« Les Français sont-ils paresseux ? » titre l’hebdomadaire allemand Der Spiegel sur les contestations de la réforme des retraites, en France. Entre étonnement, critique, et encouragement, le projet de loi interpelle la presse étrangère.
Les médias étrangers sont divisés sur la pertinence des manifestations contre la réforme des retraites en France. © Montage : Luca Salvatore
Depuis que le gouvernement a annoncé une réforme des retraites avec notamment un report de l'âge de départ de 62 à 64 ans d'ici 2030, le pays se tend. Le reste du monde observe l’Hexagone avec curiosité – et une bonne dose d’amusement.
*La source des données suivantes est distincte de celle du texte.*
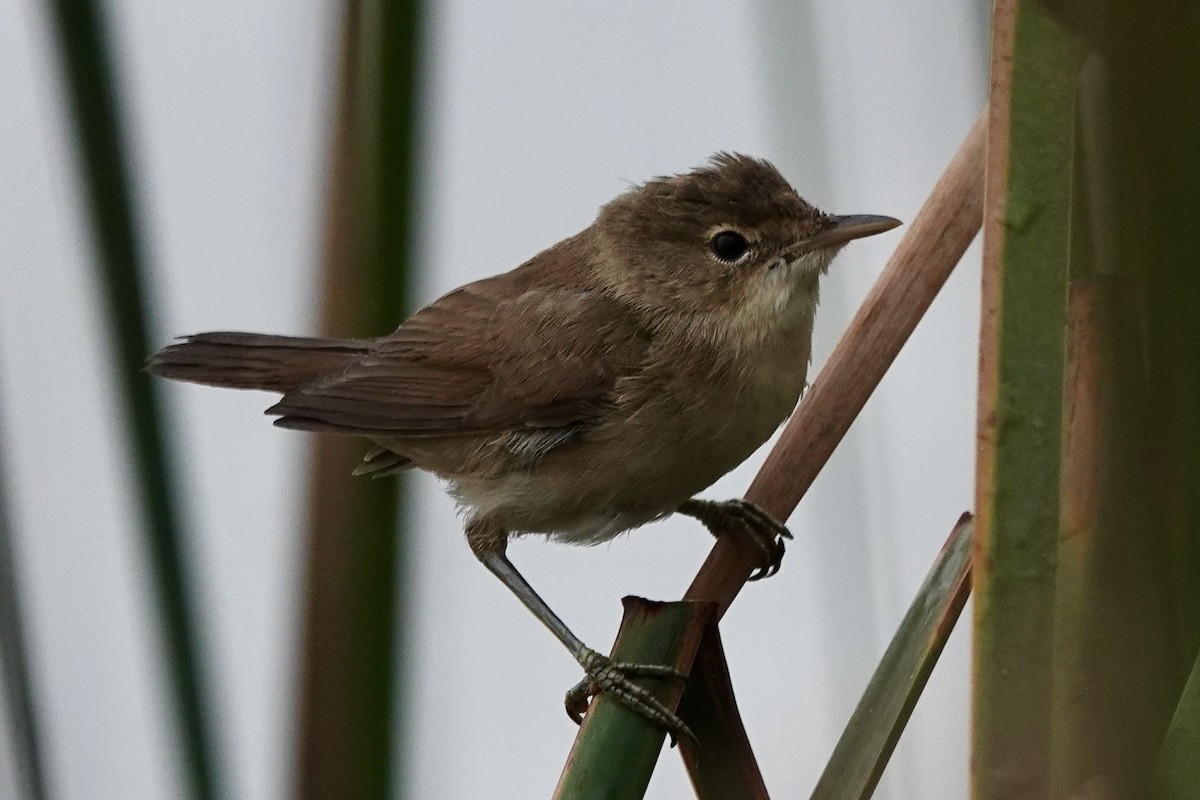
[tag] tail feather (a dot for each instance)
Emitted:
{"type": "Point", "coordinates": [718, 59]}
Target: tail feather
{"type": "Point", "coordinates": [261, 361]}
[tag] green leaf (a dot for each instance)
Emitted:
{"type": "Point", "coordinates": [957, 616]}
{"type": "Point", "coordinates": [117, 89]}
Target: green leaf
{"type": "Point", "coordinates": [1177, 771]}
{"type": "Point", "coordinates": [874, 729]}
{"type": "Point", "coordinates": [91, 91]}
{"type": "Point", "coordinates": [1021, 376]}
{"type": "Point", "coordinates": [349, 741]}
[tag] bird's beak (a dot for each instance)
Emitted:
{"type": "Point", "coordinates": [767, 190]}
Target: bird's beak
{"type": "Point", "coordinates": [841, 229]}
« Partir à la retraite à 64 ans avec une pension complète, beaucoup de personnes en Europe ne peuvent qu'en rêver », constate Die Tageszeitung, quotidien de gauche allemand. L’âge de la retraite en France est beaucoup plus bas que dans la plupart des autres pays européens : l’Italie, l’Allemagne et l’Espagne ont décidé de le porter à 67 ans, au Royaume-Uni il est de 66 ans.
Die Tageszeitung estime pourtant que la simple comparaison avec l’âge légal de départ dans d’autres pays « n’est toutefois pas pertinente », vu le contexte français très particulier. En effet, depuis que le président socialiste François Mitterrand a abaissé l’âge de départ à 60 ans en 1981, cette retraite plutôt précoce est considérée par une partie des Français comme un acquis social et « une pièce maîtresse » de toute la politique sociale. L’âge de la retraite serait donc devenu « une vache sacrée » – et le relèvement de ce dernier pour les personnes nées après 1961 équivaut donc « à l’abattage annoncé » de l’animal, explique le journal en filant la métaphore.
La presse britannique tacle les grévistes
Même son de cloche dans les colonnes du Spiegel. Si une telle résistance contre une réforme assez « douce » peut être perçue comme « ridicule », Britta Sandberg, journaliste pour cet hebdomadaire de référence allemand, observe qu’il ne s’agit plus, depuis longtemps, d’un combat contre deux années de travail supplémentaires, mais d’une « bataille de crédibilité politique, de promesses non tenues et, comme toujours dans les conflits sociaux en France, de lutte des classes ». On pourrait presque y lire une certaine admiration pour les Français qui ne cessent de s’y opposer.
En revanche, la presse au Royaume-Uni, un pays qui connaît très peu de manifestations, se montre plus dubitative. Le Daily Telegraph, un quotidien conservateur, compare la grève en France à « un sport national », où les travailleurs sont si souvent en grève « qu’ils en oublient pour quel emploi ». La poursuite de la grève dans les transports, les hôpitaux et les dépôts de carburant pourrait « paralyser le pays », souligne la BBC, en évoquant le possible échec d’une « une réforme sérieuse ».
Le New-York Times souligne la productivité des Français
De l’autre côté de l’Atlantique, le New York Times dépeint les Français et leur « mentalité, où la vie active est vue comme une corvée, et la retraite comme une libération. » Les récentes manifestations ne viennent pas sans « un air de déjà-vu », commente l’éditorialiste et historien Robert Zaretski pour le journal américain qui s’interroge également : « Les Français sont-ils tout simplement paresseux ? »
Il reconnaît cependant que la productivité au travail des Français est « largement supérieure » à celle de ses voisins européens, dépassant même la moyenne des pays du G7. Et de conclure : si on critique les Français pour leurs aspirations à une retraite précoce, où il resterait du temps pour les loisirs et le bénévolat, alors cela serait plutôt la preuve d’une « paresse d’esprit » des autres pays.